Nor do you find experimentalists typically engaged in disproving things. They are looking for appropriate evidence for affirmative conclusions. Even if the mediate purpose is the disestablishment of some current idea, the immediate objective of a working scientist is likely to be to gain affirmative evidence in favor of something that will refute the allegation which is under attack.

Does this mean that the application of tests of significance is in basic disaccord with rational scientific procedure? I am not sure. I think that there is a possibility of using them soundly, but the rule of inference on which they are supposed to rest has been misconceived, and this has led to certain fallacious uses.

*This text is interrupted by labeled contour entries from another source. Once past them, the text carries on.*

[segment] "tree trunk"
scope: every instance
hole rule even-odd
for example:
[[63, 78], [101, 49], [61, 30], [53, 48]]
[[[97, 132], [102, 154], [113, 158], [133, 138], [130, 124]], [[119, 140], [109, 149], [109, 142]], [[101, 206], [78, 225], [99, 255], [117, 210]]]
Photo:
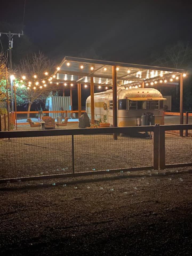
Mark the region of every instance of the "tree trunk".
[[[30, 102], [29, 102], [29, 105], [28, 105], [28, 108], [27, 109], [27, 111], [29, 111], [31, 109], [31, 107], [32, 105], [32, 103]], [[28, 113], [27, 114], [27, 118], [29, 118], [29, 113]]]

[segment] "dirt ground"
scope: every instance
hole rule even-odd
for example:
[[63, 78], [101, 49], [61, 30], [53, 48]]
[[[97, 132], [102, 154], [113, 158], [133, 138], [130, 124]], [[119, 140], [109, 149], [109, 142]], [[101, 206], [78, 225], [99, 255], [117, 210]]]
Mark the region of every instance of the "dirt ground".
[[2, 185], [1, 255], [191, 255], [191, 170]]

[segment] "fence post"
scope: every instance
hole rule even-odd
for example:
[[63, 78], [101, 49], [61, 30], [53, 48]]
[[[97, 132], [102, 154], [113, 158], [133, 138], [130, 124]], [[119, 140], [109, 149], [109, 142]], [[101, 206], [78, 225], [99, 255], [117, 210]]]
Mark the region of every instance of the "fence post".
[[159, 169], [159, 126], [155, 125], [153, 126], [153, 165], [154, 170]]
[[[185, 112], [185, 123], [187, 124], [188, 123], [189, 112], [186, 111]], [[188, 130], [185, 130], [185, 137], [188, 136]]]
[[159, 126], [159, 162], [160, 169], [164, 169], [165, 165], [165, 130], [162, 126]]
[[72, 135], [72, 167], [73, 173], [75, 173], [75, 165], [74, 156], [74, 138]]
[[[7, 124], [6, 124], [6, 114], [4, 114], [4, 130], [5, 131], [7, 130]], [[7, 115], [7, 118], [8, 117], [8, 115]]]

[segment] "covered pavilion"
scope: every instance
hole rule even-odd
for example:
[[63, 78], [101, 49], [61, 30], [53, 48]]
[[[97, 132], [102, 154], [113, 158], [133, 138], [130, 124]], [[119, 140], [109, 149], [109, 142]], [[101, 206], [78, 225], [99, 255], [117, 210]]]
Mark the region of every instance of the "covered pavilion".
[[[79, 117], [81, 114], [81, 85], [90, 84], [91, 124], [94, 123], [94, 86], [113, 90], [113, 124], [117, 126], [117, 87], [180, 85], [180, 123], [183, 123], [183, 69], [66, 56], [54, 74], [53, 83], [77, 85]], [[100, 87], [99, 87], [100, 88]], [[72, 93], [71, 95], [72, 96]]]

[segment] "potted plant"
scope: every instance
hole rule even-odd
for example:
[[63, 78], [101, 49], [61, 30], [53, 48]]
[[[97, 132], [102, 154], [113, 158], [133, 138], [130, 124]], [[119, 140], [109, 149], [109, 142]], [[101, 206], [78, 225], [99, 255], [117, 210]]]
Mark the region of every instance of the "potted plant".
[[109, 127], [110, 124], [109, 123], [107, 122], [107, 115], [104, 115], [103, 118], [103, 122], [99, 123], [99, 125], [102, 128]]

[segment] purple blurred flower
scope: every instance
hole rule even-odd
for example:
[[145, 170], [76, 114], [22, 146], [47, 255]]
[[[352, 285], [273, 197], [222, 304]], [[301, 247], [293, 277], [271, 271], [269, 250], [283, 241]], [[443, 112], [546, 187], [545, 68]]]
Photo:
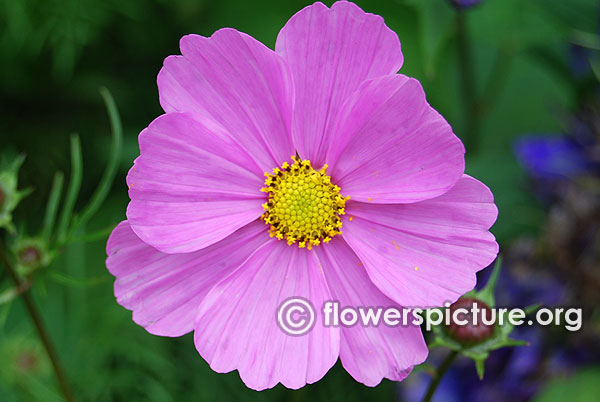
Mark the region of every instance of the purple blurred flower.
[[562, 135], [522, 137], [515, 143], [515, 154], [535, 179], [572, 178], [590, 168], [582, 147]]

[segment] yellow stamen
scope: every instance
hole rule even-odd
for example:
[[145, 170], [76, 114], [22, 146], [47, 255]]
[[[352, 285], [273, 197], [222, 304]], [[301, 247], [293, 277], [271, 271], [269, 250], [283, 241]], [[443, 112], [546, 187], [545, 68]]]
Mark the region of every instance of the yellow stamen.
[[340, 215], [350, 197], [342, 197], [340, 188], [331, 183], [327, 165], [315, 170], [308, 160], [296, 156], [292, 160], [265, 173], [266, 187], [261, 191], [269, 194], [269, 200], [263, 204], [262, 219], [271, 226], [271, 237], [310, 250], [342, 233]]

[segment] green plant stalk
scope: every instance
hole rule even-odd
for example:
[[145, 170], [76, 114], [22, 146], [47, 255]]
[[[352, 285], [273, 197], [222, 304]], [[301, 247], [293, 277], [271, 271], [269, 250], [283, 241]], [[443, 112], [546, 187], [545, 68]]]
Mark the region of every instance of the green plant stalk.
[[123, 126], [121, 124], [121, 118], [119, 117], [119, 111], [108, 89], [104, 87], [100, 88], [100, 95], [102, 95], [104, 104], [106, 106], [106, 111], [108, 113], [108, 118], [110, 120], [112, 133], [110, 160], [106, 165], [106, 169], [104, 170], [100, 184], [98, 184], [98, 188], [96, 188], [96, 191], [92, 195], [90, 202], [83, 209], [81, 215], [75, 218], [73, 225], [69, 230], [69, 238], [75, 235], [77, 230], [90, 220], [90, 218], [98, 211], [106, 199], [117, 173], [119, 160], [121, 158], [121, 149], [123, 148]]
[[64, 176], [61, 172], [56, 172], [52, 181], [52, 190], [46, 207], [46, 215], [44, 216], [44, 228], [42, 230], [42, 238], [46, 243], [50, 243], [52, 230], [54, 229], [54, 221], [56, 220], [56, 212], [58, 211], [58, 202], [62, 192]]
[[81, 189], [82, 176], [81, 142], [79, 141], [79, 136], [73, 134], [71, 136], [71, 177], [69, 178], [69, 188], [67, 189], [65, 204], [58, 222], [57, 242], [59, 245], [62, 245], [67, 238], [67, 230], [73, 216], [73, 208], [75, 208], [75, 201], [77, 201], [77, 196]]
[[[3, 247], [1, 247], [1, 246], [0, 246], [0, 261], [4, 264], [4, 267], [6, 268], [8, 275], [11, 277], [11, 279], [15, 283], [15, 286], [17, 288], [21, 288], [23, 286], [23, 283], [22, 283], [21, 279], [19, 279], [19, 276], [17, 275], [16, 271], [12, 267], [10, 261], [8, 260], [8, 257], [6, 256], [6, 253], [4, 252]], [[62, 394], [65, 397], [65, 400], [67, 402], [74, 402], [75, 398], [73, 397], [73, 392], [71, 391], [69, 382], [67, 381], [65, 371], [63, 370], [62, 365], [60, 364], [60, 360], [58, 358], [58, 354], [56, 353], [56, 349], [54, 348], [54, 345], [52, 344], [52, 340], [50, 339], [50, 335], [48, 334], [48, 331], [46, 330], [46, 327], [44, 326], [42, 317], [41, 317], [37, 307], [35, 306], [33, 297], [31, 297], [31, 294], [29, 293], [29, 289], [22, 292], [21, 297], [23, 298], [23, 301], [25, 302], [25, 307], [27, 309], [29, 317], [31, 318], [31, 321], [33, 322], [33, 325], [35, 326], [35, 329], [37, 330], [37, 333], [40, 337], [40, 341], [44, 345], [44, 348], [46, 349], [46, 353], [48, 354], [48, 358], [50, 359], [50, 362], [52, 363], [52, 368], [54, 369], [54, 374], [56, 375], [56, 380], [58, 382], [58, 386], [60, 387], [60, 390], [62, 391]]]
[[475, 89], [471, 44], [467, 32], [467, 15], [460, 11], [456, 14], [456, 42], [465, 123], [463, 139], [467, 152], [475, 154], [479, 150], [481, 116]]
[[446, 374], [450, 366], [452, 366], [452, 363], [454, 363], [454, 359], [456, 359], [456, 356], [458, 356], [458, 352], [453, 350], [450, 352], [450, 354], [448, 354], [448, 356], [446, 356], [442, 364], [440, 364], [440, 367], [437, 369], [435, 377], [429, 383], [429, 387], [427, 387], [427, 392], [425, 393], [425, 397], [423, 397], [423, 402], [431, 401], [431, 398], [433, 398], [433, 394], [435, 394], [435, 390], [440, 385], [442, 378], [444, 378], [444, 375]]

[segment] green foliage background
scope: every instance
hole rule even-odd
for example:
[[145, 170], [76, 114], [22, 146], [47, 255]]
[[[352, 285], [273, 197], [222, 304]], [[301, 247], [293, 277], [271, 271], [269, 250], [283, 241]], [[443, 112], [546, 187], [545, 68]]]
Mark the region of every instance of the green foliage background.
[[[331, 4], [331, 2], [326, 2]], [[465, 126], [454, 32], [444, 0], [364, 0], [402, 42], [404, 74], [420, 79], [429, 102], [461, 136]], [[35, 233], [54, 172], [69, 171], [69, 135], [81, 136], [83, 201], [101, 177], [110, 131], [98, 87], [119, 106], [125, 129], [120, 171], [90, 233], [125, 218], [125, 174], [138, 154], [137, 134], [161, 114], [156, 75], [187, 33], [234, 27], [273, 47], [279, 29], [305, 1], [277, 0], [4, 0], [0, 2], [1, 153], [24, 152], [21, 186], [34, 193], [16, 211], [21, 231]], [[489, 112], [481, 147], [467, 171], [493, 190], [500, 210], [494, 234], [502, 245], [539, 230], [544, 212], [527, 190], [512, 154], [528, 132], [559, 132], [585, 94], [570, 73], [568, 44], [591, 41], [597, 29], [592, 0], [487, 0], [468, 15], [474, 81]], [[592, 40], [593, 42], [593, 40]], [[587, 42], [586, 42], [587, 43]], [[598, 46], [597, 43], [588, 43]], [[108, 234], [108, 231], [105, 232]], [[356, 383], [338, 364], [300, 391], [278, 386], [257, 393], [237, 373], [216, 374], [196, 353], [190, 335], [149, 335], [112, 295], [104, 267], [106, 236], [76, 243], [34, 287], [75, 393], [82, 401], [393, 399], [396, 385]], [[60, 401], [54, 378], [19, 302], [0, 306], [0, 401]], [[34, 365], [22, 364], [33, 356]]]

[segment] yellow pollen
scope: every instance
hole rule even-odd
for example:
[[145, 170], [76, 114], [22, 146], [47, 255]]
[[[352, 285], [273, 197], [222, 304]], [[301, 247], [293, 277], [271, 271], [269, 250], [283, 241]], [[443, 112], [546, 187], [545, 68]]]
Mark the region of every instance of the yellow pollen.
[[271, 237], [310, 250], [342, 233], [340, 215], [350, 197], [342, 197], [340, 188], [331, 183], [327, 165], [315, 170], [308, 160], [296, 156], [292, 160], [265, 173], [261, 191], [269, 193], [269, 200], [263, 204], [262, 219], [271, 226]]

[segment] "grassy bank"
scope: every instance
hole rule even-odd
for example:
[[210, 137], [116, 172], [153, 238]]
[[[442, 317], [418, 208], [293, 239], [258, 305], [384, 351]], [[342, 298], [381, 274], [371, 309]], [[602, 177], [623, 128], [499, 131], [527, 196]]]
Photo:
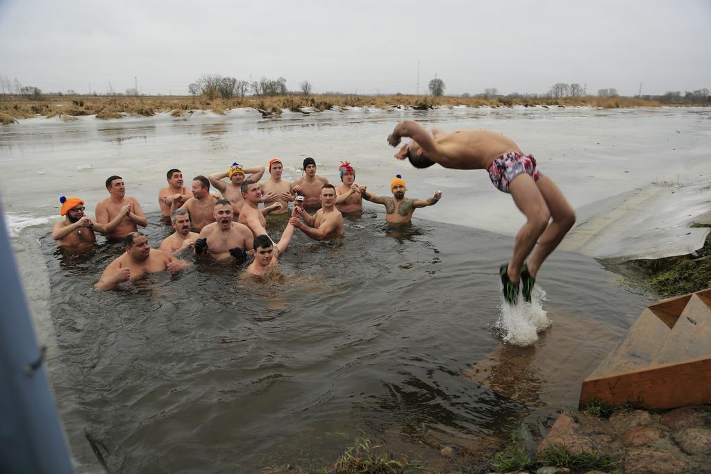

Consider the objective of testing whether a distribution is normal. One could validly say, ‘If the distribution is normal and, the skewness of the sample, g1, having been calculated, if a die of 100 faces, five which are black, is thrown at random, a black face will occur only five times in 100.’ No one would suggest that the finding of a black face on a die following such a calculation is any reason for rejecting the null hypothesis that the distribution is normal. But when one says, ‘If the distribution is normal, a value of g1/Sg1 ≥ 1.96 will occur only five times in 100,’ the finding of such a value of g1/Sg1is taken as reason for rejecting the null hypothesis. What is the essential difference between the two situations? Following the procedures which were outlined for dealing with a null hypothesis, one should reject the hypothesis that the distribution is normal on the finding of a black face, for it is surely an event rare in the circumstance of the distribution being normal. The difference appears to be that we recognize that if distribution actually were abnormal (skew), the occurrence of a black face still would not be expected, but a large value of g1/Sg1would be expected. The latter constitutes evidence in favor of skewness. We may discern, as operating in the realm of tests of significance, a principle that I suggest is generally operative in scientific inquiry; it is this. The finding of an event which is frequent under a hypothesis H1 can be taken as evidence in favor of H1. If H0 is a contradictory alternative to H1 for which the event would not be frequent, then per corollary the finding of the event is, in so far, evidence in disfavor of H0.

At this point I can imagine the question rising, ‘What difference does it make whether you say that you reject H0 because for it the event is not frequent, or because you are accepting the alternative H1 for which it is frequent?’ To this the first answer must be that it would seem to be a sound idea to get one’s head clear as to what are the principles on which one is really acting. If an event has occurred, the definitive question is not, ‘Is this an event which would be rare if H0 is true?’ but ‘Is there an alternative hypothesis under which the event would be relatively frequent?’ If there is no plausible alternative at all, the rarity is quite irrelevant to a decision, and if there is such an alternative, the decisive question is, ‘Would the event be relatively frequent?’ Secondly, the pursuit of a false principle for testing the null hypothesis will lead to false conclusions that will be avoided if one is consciously guided by the principle suggested here as being the correct one. I shall cite an example.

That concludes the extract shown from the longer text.